The waiting room is where the real gold is. There is this huge, incredibly anxious walrus who is listening to the horrific screams coming from the back room.
His eyes do this little jittery shake that made me laugh out loud. It is a tiny detail, but it feels so alive.
Once Flip actually gets the walrus into the chair, the movie just abandons all sense. Flip reaches into his mouth to pull a tooth and somehow pulls out a clothesline with actual laundry on it.
Then a toy car? It makes zero sense, and the movie does not even try to explain it.
I love how cartoons back then just did whatever they wanted. It reminds me a bit of the random energy in other shorts from that year, like Mickey's Champs, where the plot is basically just an excuse for physical nonsense.
The drilling scene is where things get really uncomfortable, in a funny way. The drill bit just snaps off, and Flip's face just goes totally blank for a second.
That blank stare is probably my favorite frame in the whole short.
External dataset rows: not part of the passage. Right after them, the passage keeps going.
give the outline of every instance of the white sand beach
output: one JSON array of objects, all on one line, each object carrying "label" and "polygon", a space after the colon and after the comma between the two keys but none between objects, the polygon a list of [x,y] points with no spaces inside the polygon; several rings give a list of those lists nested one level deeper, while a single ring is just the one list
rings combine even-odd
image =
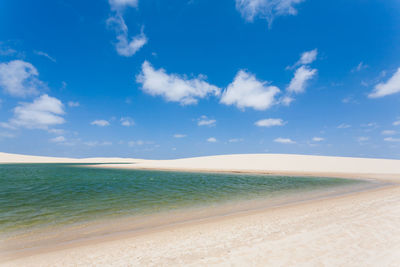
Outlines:
[{"label": "white sand beach", "polygon": [[[67,159],[0,153],[0,163],[367,178],[383,188],[65,244],[3,266],[399,266],[400,161],[305,155],[178,160]],[[112,164],[126,162],[132,164]]]}]

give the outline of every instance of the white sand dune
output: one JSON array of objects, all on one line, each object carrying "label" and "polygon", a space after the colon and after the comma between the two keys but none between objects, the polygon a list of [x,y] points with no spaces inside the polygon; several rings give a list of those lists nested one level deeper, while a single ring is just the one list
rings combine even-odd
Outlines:
[{"label": "white sand dune", "polygon": [[127,233],[115,240],[69,244],[0,261],[4,266],[400,266],[399,160],[274,154],[77,160],[0,153],[0,163],[6,162],[131,162],[103,167],[325,174],[392,185]]},{"label": "white sand dune", "polygon": [[31,156],[0,152],[1,163],[132,163],[140,159],[130,158],[59,158],[45,156]]},{"label": "white sand dune", "polygon": [[[106,163],[98,167],[182,171],[257,172],[271,174],[398,177],[400,160],[292,154],[234,154],[175,160],[132,158],[56,158],[0,152],[0,163]],[[128,164],[113,164],[128,163]]]}]

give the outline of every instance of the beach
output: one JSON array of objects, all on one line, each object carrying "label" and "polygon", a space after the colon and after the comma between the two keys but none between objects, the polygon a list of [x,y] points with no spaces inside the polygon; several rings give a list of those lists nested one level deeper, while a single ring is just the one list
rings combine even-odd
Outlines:
[{"label": "beach", "polygon": [[[96,163],[0,154],[3,163]],[[4,266],[398,266],[400,161],[303,155],[228,155],[181,160],[100,159],[95,168],[330,176],[379,188],[248,209],[25,252]],[[112,163],[132,164],[112,164]]]}]

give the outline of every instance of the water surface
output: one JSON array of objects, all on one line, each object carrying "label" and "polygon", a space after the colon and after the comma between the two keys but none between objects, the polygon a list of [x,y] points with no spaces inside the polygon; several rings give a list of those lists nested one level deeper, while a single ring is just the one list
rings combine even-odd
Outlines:
[{"label": "water surface", "polygon": [[359,180],[0,165],[0,233],[331,189]]}]

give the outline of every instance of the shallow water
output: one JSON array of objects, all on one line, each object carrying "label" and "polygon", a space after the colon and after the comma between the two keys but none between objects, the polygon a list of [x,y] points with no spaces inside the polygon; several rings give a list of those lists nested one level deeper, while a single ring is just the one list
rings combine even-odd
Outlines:
[{"label": "shallow water", "polygon": [[332,189],[360,180],[0,165],[0,233]]}]

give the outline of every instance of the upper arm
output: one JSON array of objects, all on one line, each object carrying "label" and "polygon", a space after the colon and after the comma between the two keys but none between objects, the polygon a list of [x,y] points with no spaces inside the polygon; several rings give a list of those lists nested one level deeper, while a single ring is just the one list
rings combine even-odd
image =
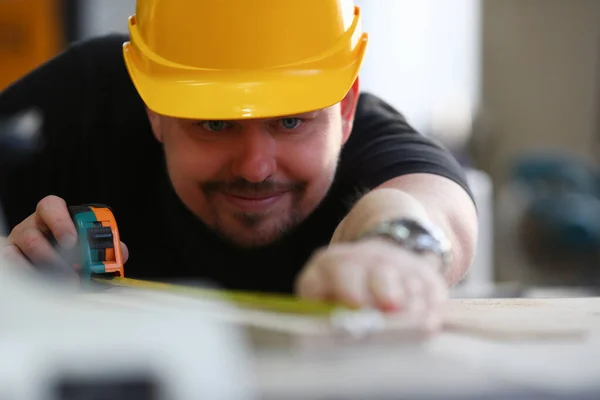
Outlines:
[{"label": "upper arm", "polygon": [[362,192],[398,176],[429,173],[454,181],[471,196],[464,170],[453,155],[370,94],[361,94],[341,157],[340,181]]}]

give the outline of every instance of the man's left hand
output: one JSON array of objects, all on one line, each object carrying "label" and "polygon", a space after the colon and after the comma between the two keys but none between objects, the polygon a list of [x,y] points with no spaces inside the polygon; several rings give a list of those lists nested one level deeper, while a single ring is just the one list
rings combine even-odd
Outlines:
[{"label": "man's left hand", "polygon": [[296,291],[306,299],[407,312],[435,329],[448,297],[439,263],[434,255],[416,254],[385,239],[336,243],[314,254]]}]

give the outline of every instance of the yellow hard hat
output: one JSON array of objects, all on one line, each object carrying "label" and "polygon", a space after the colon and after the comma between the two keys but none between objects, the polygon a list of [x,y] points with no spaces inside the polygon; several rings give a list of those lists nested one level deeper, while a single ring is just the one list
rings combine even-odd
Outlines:
[{"label": "yellow hard hat", "polygon": [[352,0],[138,0],[125,63],[151,110],[263,118],[341,101],[367,34]]}]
It is just so relatable when a plan goes completely wrong.
And then, the "gas." He literally grabs a live skunk and uses it to knock the walrus out.
It is so stupid, but I couldn't help but chuckle. The logic of 1931 animators were truly something else.
The ending is super abrupt too. Flip tries to blow up the patient with dynamite, but the walrus pulls a fast one and puts it under Flip instead.
Boom. Office gone. Cartoon over.
It is not some masterpiece, but it has this raw, handmade charm that modern stuff just cannot replicate. Definitely check it out if you want a quick blast of vintage weirdness.